New Jersey Ninja
This spring, he got his shot.
On June 13, Behrle made his debut on American Ninja Warrior, the reality competition show in which contestants try to conquer a punishing obstacle course that tests strength and balance in equal measure. The episode, filmed in March in San Antonio, Texas, showed him completing the first four obstacles of the program’s larger-than-life course before falling on the Piston Plunge — a performance good enough to earn him a return in the Los Angeles semifinal.
Behrle missed the cut on his second go-round in a segment that didn’t make the final broadcast, but was still grateful for the opportunity. In fact, stepping onto the Ninja set felt long overdue to the sociology and economics double-major from North Caldwell, N.J. He was selected to appear last season but had to cancel due to COVID-related travel restrictions — but Behrle has been getting ready for a lot longer than that.
It started on a backyard jungle gym, where a 12-year-old Behrle would run up the slide, pretending to scale the program’s signature 14-foot Warped Wall, and traverse the chains of his swingset in imitation of obstacles like Cliffhanger and the Unstable Bridges.
By the summer before high school, Behrle had upgraded.

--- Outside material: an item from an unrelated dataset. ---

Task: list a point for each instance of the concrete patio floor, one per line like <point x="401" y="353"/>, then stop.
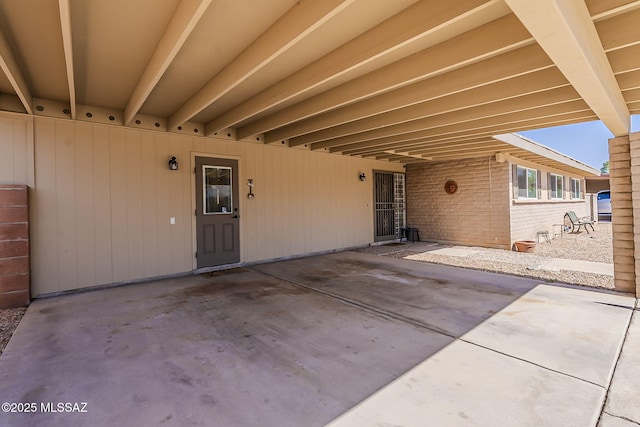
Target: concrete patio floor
<point x="346" y="339"/>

With the help of his father, he built a proper obstacle course in the yard — one that would eventually include an actual Warped Wall — along with homemade versions of the Salmon Ladder and Quintuple Steps.
In the suburbs of northern New Jersey, a ninja had begun his training.
“I would come home from high school, and if it was a nice day, I’d spend three to four hours on the ninja course, and then I would do my homework,” Behrle recalls.
Behrle’s preparation soon moved beyond the backyard to so-called “ninja gyms,” training centers with their own versions of American Ninja Warrior obstacles, and he only got better from there. He began competing with, and now works for, the National Ninja League, an organization that hosts amateur ninja contests for athletes of a variety of ages and skill levels. In 2017, he won the league’s national youth division championship.
At age 14, he also hosted his own backyard ninja competition fundraiser for Ninja for a Cure, a nonprofit founded by three-time American Ninja Warrior contestant Henry Ferrarin that raises money for the Breast Cancer Research Foundation. Behrle has since raised more than $15,000 over four total Ninja for a Cure events.
At Bucknell, he still balances homework and ninja training. In preparation for the show, he alternated weeknights devoted to schoolwork and workouts, with much of his physical prep happening on the climbing wall in Gerhard Fieldhouse. As his classmates and professors learned about what he was doing, Behrle found a supportive community to cheer him on.
So now that he’s made it to the big stage, what’s next for Bucknell’s one and only ninja?
“I’ve been thinking about that a lot,” Behrle says. “I do not think I will be applying again next year because I don’t want to spend the last semester of my senior year focusing on getting my weight right or how many pull-ups I can do. But after that? If I get a job near a ninja gym, I still love the sport and I will totally be going to that ninja gym twice a week or more. And I would definitely consider doing this again in the future.”